Filled with meat formerly on sticks, we decided to go check out Maruyama Park, which was supposed to be hosting a large hanamii – basically a party underneath the cherry trees when they blossom.  The park was quite beautiful, with many of the trees lit up along the main path.  It looked though as things were winding down as many people were getting ready to leave.  Bummed we had missed it, we kept walking up the trail and soon realized it was far from over.

Up at the top of the path was a full festival setup, complete with food stands – meats on stick natch, pop-up bars and carnival games.  There were hundreds of people in various states of sobriety, clearly enjoying the hanami.  Still, we got the sense that we had probably missed the apex and decided to go back another night a bit earlier.

We left the park and walked into Gion, which is the entertainment district of Kyoto.  It is also one of the older parts of the city and is basically untouched from days of yore.  We wandered down several alleys, which were stacked with mysterious looking bars that were clearly not for gaijin.  Behind them were probably the fabled geishas but the only ones visible to us were tourists playing dress up.

Knowing we had an action-packed day planned for tomorrow, we opted to go home and check out Gion in more detail later.

Kyoto Day 2 – Tempura and an Imperial Stroll

After a morning of some much needed rest, it was tempura time.  Kyoto likes to claim that it is the creator of tempura and while I’m not sure about that, it’s clear that they take tempura very seriously.  It’s also way more expensive than what one gets normally gets in the States.  With that in mind, I decided the best way to enjoy a tempura feast on a semi-reasonable budget was to opt for the lunch version.

Chris had already secured us 2 passes for the Imperial Palace later that day so I picked a restaurant within walking distance, which has had great reviews.  Tucked on a quiet side street, the chef Tempura Yoshikawa has been perfecting his take on tempura for decades.  There was counter seating surrounding the chef, and we lucked out getting the last two seats.
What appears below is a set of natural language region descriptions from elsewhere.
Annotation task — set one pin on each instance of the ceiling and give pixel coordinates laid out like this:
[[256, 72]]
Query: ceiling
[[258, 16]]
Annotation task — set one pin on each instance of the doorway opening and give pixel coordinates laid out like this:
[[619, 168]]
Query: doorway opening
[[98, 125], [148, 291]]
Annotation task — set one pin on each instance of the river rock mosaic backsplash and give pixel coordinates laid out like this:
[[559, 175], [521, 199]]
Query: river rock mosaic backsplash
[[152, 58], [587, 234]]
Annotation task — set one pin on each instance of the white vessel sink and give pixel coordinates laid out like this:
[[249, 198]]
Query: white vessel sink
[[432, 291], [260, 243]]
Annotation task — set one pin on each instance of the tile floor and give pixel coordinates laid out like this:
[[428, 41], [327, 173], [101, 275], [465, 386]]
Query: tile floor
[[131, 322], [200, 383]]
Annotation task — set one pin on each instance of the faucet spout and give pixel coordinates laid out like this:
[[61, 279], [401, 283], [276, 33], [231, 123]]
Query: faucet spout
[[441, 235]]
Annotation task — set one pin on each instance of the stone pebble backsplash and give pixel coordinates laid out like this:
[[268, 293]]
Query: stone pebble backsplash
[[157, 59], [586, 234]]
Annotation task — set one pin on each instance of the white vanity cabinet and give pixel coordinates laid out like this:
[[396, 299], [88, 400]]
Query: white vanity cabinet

The menu was omikase style, with 10 total items chosen by the chef.  Not surprisingly, we started off with the classic shrimp tempura, which was light and delicious.  Our server suggested we use the dipping sauce and while I normally I turn that down, I figured this was the best chance to have a really good one.  It that was a good choice as it added a nice other dimension to the already delicious tempura.


Other items included zucchini blossoms:

White fish, which came with a really good smoked salt.
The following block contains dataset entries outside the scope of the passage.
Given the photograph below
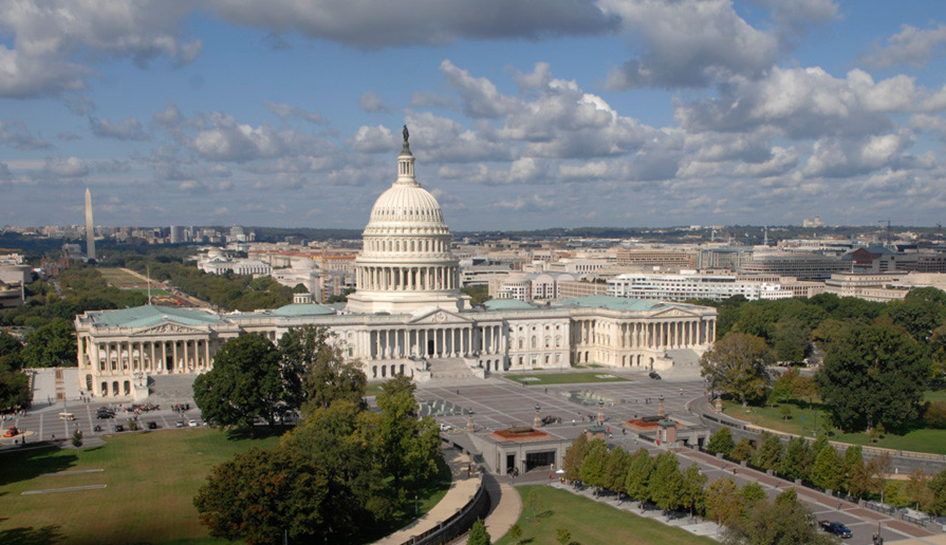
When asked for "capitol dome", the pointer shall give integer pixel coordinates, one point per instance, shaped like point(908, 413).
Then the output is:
point(406, 263)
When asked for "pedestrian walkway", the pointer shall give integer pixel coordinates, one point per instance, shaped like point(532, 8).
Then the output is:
point(505, 506)
point(461, 491)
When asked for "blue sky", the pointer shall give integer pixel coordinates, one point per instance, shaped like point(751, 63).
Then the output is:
point(523, 115)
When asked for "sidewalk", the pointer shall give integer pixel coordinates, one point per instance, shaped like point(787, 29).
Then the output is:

But the final 2 were by far my favorite.  A large, meaty chunk of shiittake musroom and a stunning white mushroom.  Delicious.


And yes, there was another case of Steve trying to fit into a Japanese sized thing – this time their bathroom.
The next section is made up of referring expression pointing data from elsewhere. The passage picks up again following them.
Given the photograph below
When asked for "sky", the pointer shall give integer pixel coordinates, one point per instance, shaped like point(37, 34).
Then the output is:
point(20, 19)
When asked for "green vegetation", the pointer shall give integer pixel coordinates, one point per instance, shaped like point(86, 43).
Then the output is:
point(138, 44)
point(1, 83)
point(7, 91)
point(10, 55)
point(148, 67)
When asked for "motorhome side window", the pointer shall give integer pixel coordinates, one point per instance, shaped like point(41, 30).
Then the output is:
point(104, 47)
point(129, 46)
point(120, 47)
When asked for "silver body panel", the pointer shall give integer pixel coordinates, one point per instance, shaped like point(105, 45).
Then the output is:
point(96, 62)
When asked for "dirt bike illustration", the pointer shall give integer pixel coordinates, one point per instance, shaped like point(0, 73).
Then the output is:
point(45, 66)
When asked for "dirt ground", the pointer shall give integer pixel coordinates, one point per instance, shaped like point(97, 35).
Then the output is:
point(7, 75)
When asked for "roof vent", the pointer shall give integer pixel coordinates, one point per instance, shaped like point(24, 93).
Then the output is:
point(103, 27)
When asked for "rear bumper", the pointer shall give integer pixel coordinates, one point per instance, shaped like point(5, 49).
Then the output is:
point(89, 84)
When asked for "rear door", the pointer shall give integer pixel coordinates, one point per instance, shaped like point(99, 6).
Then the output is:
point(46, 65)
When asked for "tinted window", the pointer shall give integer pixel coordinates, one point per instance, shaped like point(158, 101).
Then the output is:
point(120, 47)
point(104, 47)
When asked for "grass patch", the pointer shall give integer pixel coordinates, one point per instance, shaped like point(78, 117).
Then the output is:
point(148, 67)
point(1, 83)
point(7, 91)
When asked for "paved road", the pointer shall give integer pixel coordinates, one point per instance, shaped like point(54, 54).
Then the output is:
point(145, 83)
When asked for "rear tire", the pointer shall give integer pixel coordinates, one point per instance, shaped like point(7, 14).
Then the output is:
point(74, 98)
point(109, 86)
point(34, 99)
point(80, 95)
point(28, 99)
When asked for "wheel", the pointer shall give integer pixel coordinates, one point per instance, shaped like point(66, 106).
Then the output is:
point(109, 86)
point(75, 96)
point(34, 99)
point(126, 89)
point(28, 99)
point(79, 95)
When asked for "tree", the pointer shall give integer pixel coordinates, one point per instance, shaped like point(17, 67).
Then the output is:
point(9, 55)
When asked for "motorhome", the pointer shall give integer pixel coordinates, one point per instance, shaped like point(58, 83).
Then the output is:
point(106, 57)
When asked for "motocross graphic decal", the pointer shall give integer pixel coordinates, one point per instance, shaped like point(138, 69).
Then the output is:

After indulging in all of that tempura goodness, we made the hike up to the Imperial Palace.  The grounds to the palace included a massive park which was filled with cherry trees in full bloom.  The sunny and slightly warmer weather made the somewhat long walk to the entrance enjoyable.


This soon turned to something less than that as we were shown into a large orientation room filled with tourists of all nationalities.  Yes, I was about to do my least favorite thing while on vacation – a guided tour.  Since Chris had been nice enough to get the tickets plus he had endured my tempura obsession, I gritted my teeth and rolled with the tour.

Again, the almost perfect weather helped and at least some of the tour was fairly interesting.  I found the portion in front of where the Emperor would receive visitors particularly enlightening.  Still, after an hour of slowly trudging from spot to spot, avoiding the mass of people trying to take photos of pretty much everything. I was done.  Fortunately, Chris was as well.

We headed back to our machiya for a quick nap and prepared for the night fun ahead.